5. Ahead-of-Time (AOT) Compiler

• This compiler compiles code into machine code before execution, not at runtime.
• This compiler is used in C, C++, Rust, etc.
• This compiler has a Faster start-up time compared to JIT.

6. Source-to-Source Compiler (Transpiler)

• This compiler converts source code from one high-level language to another.
• For example:-
  • TypeScript → JavaScript
  • C → LLVM IR
  • Babel (ES6 → ES5)

7. Native Code Compiler

• This compiler generates native machine code for a specific OS/CPU.
• This compiler produces fast executables.
• This compiler is used in C/C++, Go, Rust, etc.

8. Bytecode Compiler

• This compiler converts source code into an intermediate form called bytecode.
• Bytecode is executed by a virtual machine (VM).
• This type of compiling is used in Java, Python (.pyc), Kotlin, Scala, etc.

9. Incremental Compiler

• This compiler recompiles only the modified parts of the program.
• This compiler speeds up development.
• This compiler is used in IDEs, modern build tools.

10. Interpreter-based Compiler (Hybrid Compiler)

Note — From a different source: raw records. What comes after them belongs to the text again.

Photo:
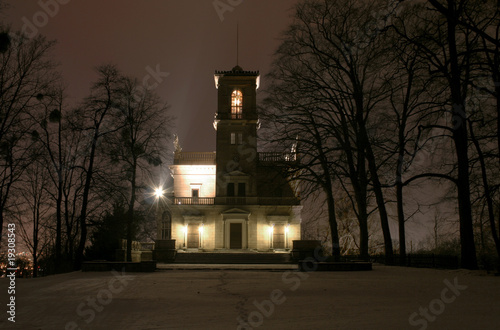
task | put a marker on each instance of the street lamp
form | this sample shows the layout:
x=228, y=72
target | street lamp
x=159, y=192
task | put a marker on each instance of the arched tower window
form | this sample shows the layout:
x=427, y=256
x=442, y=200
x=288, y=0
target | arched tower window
x=166, y=225
x=236, y=104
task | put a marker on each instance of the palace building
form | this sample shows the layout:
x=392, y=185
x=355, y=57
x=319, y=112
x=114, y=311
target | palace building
x=235, y=198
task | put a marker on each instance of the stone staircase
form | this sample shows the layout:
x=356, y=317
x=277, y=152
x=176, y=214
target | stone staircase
x=232, y=258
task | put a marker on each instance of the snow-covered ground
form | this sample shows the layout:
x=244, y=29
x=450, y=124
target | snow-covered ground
x=385, y=298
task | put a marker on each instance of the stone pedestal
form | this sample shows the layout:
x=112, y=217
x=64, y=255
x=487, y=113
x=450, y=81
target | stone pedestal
x=303, y=249
x=164, y=250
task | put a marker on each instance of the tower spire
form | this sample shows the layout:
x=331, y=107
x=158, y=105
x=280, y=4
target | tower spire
x=237, y=43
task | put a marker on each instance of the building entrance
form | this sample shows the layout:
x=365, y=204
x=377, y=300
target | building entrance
x=235, y=236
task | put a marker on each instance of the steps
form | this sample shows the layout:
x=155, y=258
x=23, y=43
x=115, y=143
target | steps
x=232, y=258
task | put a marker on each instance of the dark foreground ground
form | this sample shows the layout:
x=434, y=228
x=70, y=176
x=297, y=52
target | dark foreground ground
x=385, y=298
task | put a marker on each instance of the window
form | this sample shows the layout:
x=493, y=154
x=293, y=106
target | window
x=241, y=189
x=236, y=104
x=230, y=189
x=166, y=226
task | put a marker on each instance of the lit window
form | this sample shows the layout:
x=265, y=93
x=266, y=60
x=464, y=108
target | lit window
x=230, y=189
x=236, y=104
x=166, y=226
x=241, y=189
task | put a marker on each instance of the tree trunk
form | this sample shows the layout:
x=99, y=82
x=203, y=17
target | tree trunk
x=332, y=220
x=130, y=213
x=460, y=138
x=379, y=196
x=487, y=193
x=83, y=214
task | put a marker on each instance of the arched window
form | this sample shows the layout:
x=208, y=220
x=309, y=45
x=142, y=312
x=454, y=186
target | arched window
x=236, y=104
x=166, y=225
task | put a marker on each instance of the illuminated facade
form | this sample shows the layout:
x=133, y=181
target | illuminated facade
x=235, y=198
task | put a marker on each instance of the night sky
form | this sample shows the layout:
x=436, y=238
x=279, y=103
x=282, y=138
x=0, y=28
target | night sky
x=185, y=38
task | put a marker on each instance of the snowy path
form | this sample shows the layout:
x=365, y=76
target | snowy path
x=385, y=298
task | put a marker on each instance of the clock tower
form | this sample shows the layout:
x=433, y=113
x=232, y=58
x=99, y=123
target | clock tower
x=236, y=122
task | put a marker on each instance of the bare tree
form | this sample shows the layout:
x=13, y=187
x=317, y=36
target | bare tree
x=95, y=117
x=26, y=72
x=140, y=143
x=330, y=66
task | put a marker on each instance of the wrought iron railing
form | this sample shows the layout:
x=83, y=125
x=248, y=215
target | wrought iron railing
x=277, y=156
x=195, y=157
x=194, y=200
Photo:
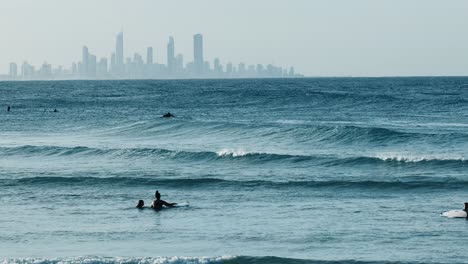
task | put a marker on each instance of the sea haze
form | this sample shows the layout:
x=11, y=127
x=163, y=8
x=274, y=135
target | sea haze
x=306, y=170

• This compiler is a combination of a Compiler and an interpreter.
• For example: – Java, Python, MATLAB, etc.

11. Optimizing Compiler

• This compiler focuses on improving execution speed and reducing memory usage.

12. Decompiler

• This compiler converts machine code back to source code.
• This compiler is used in reverse engineering.

13. Cross-Platform Compiler

• A Cross-Platform Compiler produces programs/codes that can run on multiple platforms, usually by generating platform-independent code or bytecode.
• For example,
  • Java compiler (javac) generates bytecode that runs on any system with a JVM.
  • WebAssembly compilers (code runs on any browser or OS).
  • NET compiler (IL code runs on Windows, Linux, Mac).